Is it stopping you from using OPENROWSET?
Or
Your question is “Why should I use OPENROWSET in the same DB"?
November 19, 2011 at 8:09 am
yes because source and destination are in the same database is it still ok?
also is there a way to use full cpu power to this inserts faster, may be increasing the threads. how do i do?
November 19, 2011 at 8:29 am
yes because source and destination are in the same database is it still ok?
It should not be a problem but I am not sure. I don't see any harm in trying it.
also is there a way to use full cpu power to this inserts faster, may be increasing the threads. how do i do?
Read it carefully before you choose to implement any.
The OPENROWSET function can accept the following table hints, which provide bulk-load optimizations with the INSERT statement:
•The TABLOCK hint can minimize the number of log records for the insert operation. The recovery model of the database must be set to simple or bulk-logged and the target table cannot be used in replication. For more information, see Prerequisites for Minimal Logging in Bulk Import.
•The IGNORE_CONSTRAINTS hint can temporarily disable FOREIGN KEY and CHECK constraint checking.

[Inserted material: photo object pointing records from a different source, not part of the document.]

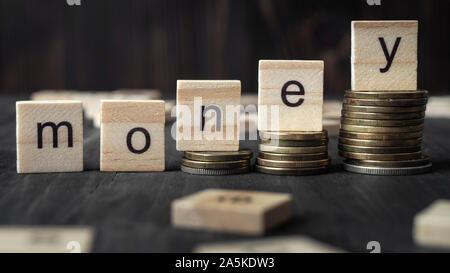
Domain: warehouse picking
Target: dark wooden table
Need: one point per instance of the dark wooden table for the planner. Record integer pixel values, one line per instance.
(130, 212)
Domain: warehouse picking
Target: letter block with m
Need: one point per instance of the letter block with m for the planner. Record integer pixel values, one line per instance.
(49, 136)
(132, 135)
(384, 55)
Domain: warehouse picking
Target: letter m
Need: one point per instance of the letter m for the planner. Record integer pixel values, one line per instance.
(40, 128)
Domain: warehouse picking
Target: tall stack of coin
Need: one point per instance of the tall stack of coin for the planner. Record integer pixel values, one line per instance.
(216, 163)
(381, 132)
(293, 153)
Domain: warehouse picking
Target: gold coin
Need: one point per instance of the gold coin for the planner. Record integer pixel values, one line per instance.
(424, 160)
(382, 123)
(380, 136)
(380, 143)
(378, 129)
(214, 165)
(292, 150)
(294, 135)
(396, 116)
(290, 171)
(292, 164)
(293, 157)
(219, 156)
(381, 157)
(295, 143)
(386, 94)
(386, 102)
(381, 109)
(378, 150)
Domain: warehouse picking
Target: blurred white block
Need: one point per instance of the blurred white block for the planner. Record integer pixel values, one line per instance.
(23, 239)
(432, 225)
(290, 244)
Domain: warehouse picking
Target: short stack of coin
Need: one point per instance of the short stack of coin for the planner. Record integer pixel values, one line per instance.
(216, 163)
(381, 132)
(293, 153)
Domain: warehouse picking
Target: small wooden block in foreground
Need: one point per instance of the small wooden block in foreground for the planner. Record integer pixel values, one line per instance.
(432, 225)
(232, 211)
(288, 244)
(208, 115)
(132, 135)
(49, 136)
(384, 55)
(290, 95)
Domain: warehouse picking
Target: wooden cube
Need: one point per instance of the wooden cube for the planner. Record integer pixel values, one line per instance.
(132, 135)
(290, 95)
(232, 211)
(384, 55)
(208, 115)
(49, 136)
(432, 225)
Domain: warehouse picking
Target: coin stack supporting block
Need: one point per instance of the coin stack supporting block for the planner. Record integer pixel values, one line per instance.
(383, 115)
(49, 136)
(293, 153)
(216, 163)
(208, 115)
(384, 55)
(132, 135)
(232, 211)
(432, 225)
(290, 96)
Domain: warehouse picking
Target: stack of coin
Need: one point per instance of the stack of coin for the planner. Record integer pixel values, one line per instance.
(216, 163)
(293, 153)
(381, 132)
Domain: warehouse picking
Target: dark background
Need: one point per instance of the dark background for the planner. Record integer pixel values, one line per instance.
(110, 44)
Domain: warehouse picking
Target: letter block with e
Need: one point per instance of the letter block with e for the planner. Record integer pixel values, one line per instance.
(208, 115)
(384, 55)
(49, 136)
(132, 135)
(290, 95)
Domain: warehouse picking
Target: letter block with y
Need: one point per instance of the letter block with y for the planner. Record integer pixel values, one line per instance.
(208, 115)
(290, 95)
(384, 55)
(49, 136)
(132, 135)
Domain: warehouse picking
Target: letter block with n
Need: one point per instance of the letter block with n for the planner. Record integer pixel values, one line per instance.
(208, 113)
(384, 55)
(49, 136)
(132, 135)
(290, 95)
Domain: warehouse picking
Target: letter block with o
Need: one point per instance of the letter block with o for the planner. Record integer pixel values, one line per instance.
(290, 95)
(49, 136)
(132, 135)
(384, 55)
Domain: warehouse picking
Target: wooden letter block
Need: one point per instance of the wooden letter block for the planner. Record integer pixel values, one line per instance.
(288, 244)
(132, 135)
(232, 211)
(49, 136)
(290, 95)
(432, 225)
(208, 115)
(384, 55)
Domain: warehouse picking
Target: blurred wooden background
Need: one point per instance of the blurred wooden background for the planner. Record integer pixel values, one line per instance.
(110, 44)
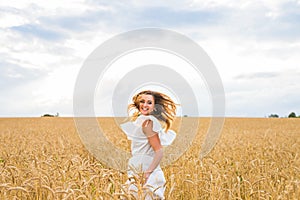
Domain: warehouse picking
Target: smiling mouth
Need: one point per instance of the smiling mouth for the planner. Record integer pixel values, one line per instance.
(145, 109)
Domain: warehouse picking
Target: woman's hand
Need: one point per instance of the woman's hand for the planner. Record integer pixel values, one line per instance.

•The IGNORE_TRIGGERS hint can temporarily disable trigger execution.
•The KEEPDEFAULTS hint allows the insertion of a table column's default value, if any, instead of NULL when the data record lacks a value for the column.
•The KEEPIDENTITY hint allows the identity values in the imported data file to be used for the identity column in the target table.
November 19, 2011 at 8:49 am
SSIS would be a very simple setup:
You would need a data flow task. in the data flow, you will have an OLEDB Source and an OLEDB destination.
For the source, you specify the view - for the destintation you specify the table (use the fast load option).
Set the max commit and batch size parameters. I would recommend starting at 200,000 and monitoring the log usage and memory usage to see if you can increase that.
Make sure you do this from the server and not your desktop. If you run this on your desktop, the data has to be sent across the wire to your desktop and back up to the server which is a lot of network traffic and will slow it down tremendously.
Jeffrey Williams
“We are all faced with a series of great opportunities brilliantly disguised as impossible situations.”
― Charles R. Swindoll
How to post questions to get better answers faster
Managing Transaction Logs
November 19, 2011 at 8:58 am
SSIS would be a very simple setup:
And this is why I don't like it. It stops the learning curve for DB Developer.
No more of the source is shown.